Anderzijds zijn er de sceptici die weinig tot niet geloven in de meerwaarde van persoon en/of functie. Zij wijzen op, bijvoorbeeld, de vaak al trage processen op ruimtelijk gebied en zien de toevoeging van nóg een stem als onwenselijk. Ook betwijfelt deze groep sterk of een stadsbouwmeester überhaupt wel van enige invloed kan zijn in het krachtenveld van politieke, economische en financiële machten. Een stadsbouwmeester kan in hun ogen niet meer zijn dan een ceremoniële functie die voor de bühne agendeert en kwesties ter sprake brengt. Men voorziet eigenlijk vooral een stadsbouwmeester in de rol van roeptoeter.

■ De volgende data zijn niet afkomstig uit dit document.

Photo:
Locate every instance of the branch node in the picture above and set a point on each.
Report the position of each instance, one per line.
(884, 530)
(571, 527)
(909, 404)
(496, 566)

De waarheid ligt waarschijnlijk en uiteindelijk in het midden; in een compromis, een salonremise. In die ‘polder-status’ ligt het bijna onvermijdelijke lot van een Amsterdamse stadsbouwmeester. Haar of zijn positie, meerwaarde en agenderende kracht ontbeert simpelweg een daadwerkelijk gevoelde urgentie. Daarmee staat het natuurlijk iedereen vrij, van Kunstraad tot wethouder of gemeentelijke dienst om te pleiten voor en wensen naar een stadsbouwmeester. Maar in alle gevallen, zo moet gevreesd worden, zullen de benoemde, mankerende aspecten en het latente stad-als-hobby-gehalte van de functie groter zijn dan menigeen nu wil beseffen.
Urgentie
Daarmee is de kous echter niet af. Want de verwikkelingen rond de beoogde aanstelling en gemeende noodzaak van een stadsbouwmeester zouden zomaar en ongewenst de aandacht kunnen afleiden van de daadwerkelijke opgaven en de politieke verantwoordelijkheid daarop te handelen. De wens voor een stadsbouwmeester zou verward kunnen worden met de wens om iets aan urgente opgaven te willen doen. Dat is onwenselijk. Want waar het rond de stadsbouwmeester aan urgentie ontbreekt is dat zeker niet het geval bij veel stedelijke opgaven. Die zijn stuk voor stuk urgent. Het politieke bestuur en het ambtelijk apparaat zijn, voor en samen met de inwoners, de actoren waarop vertrouwd moet en kan worden: ankerpunten. Bij hen ligt de werkelijke macht en verantwoordelijkheid voor een evenwichtige en zo goed mogelijke stedelijke conditie. Kritisch gevolgd door bewoners, debatten en pers en periodiek getoetst bij verkiezingen. Vanuit die opdracht wordt liefst zo standvastig en koersvast als mogelijk (samen)gewerkt met alle partijen die actief zijn in de stad. Dáár liggen zowel focus als opgaven. En het verbeteren van die operationele taak is een onverminderde en dwingende opgave en verantwoordelijkheid. Het aanstellen van een stadsbouwmeester is dat niet.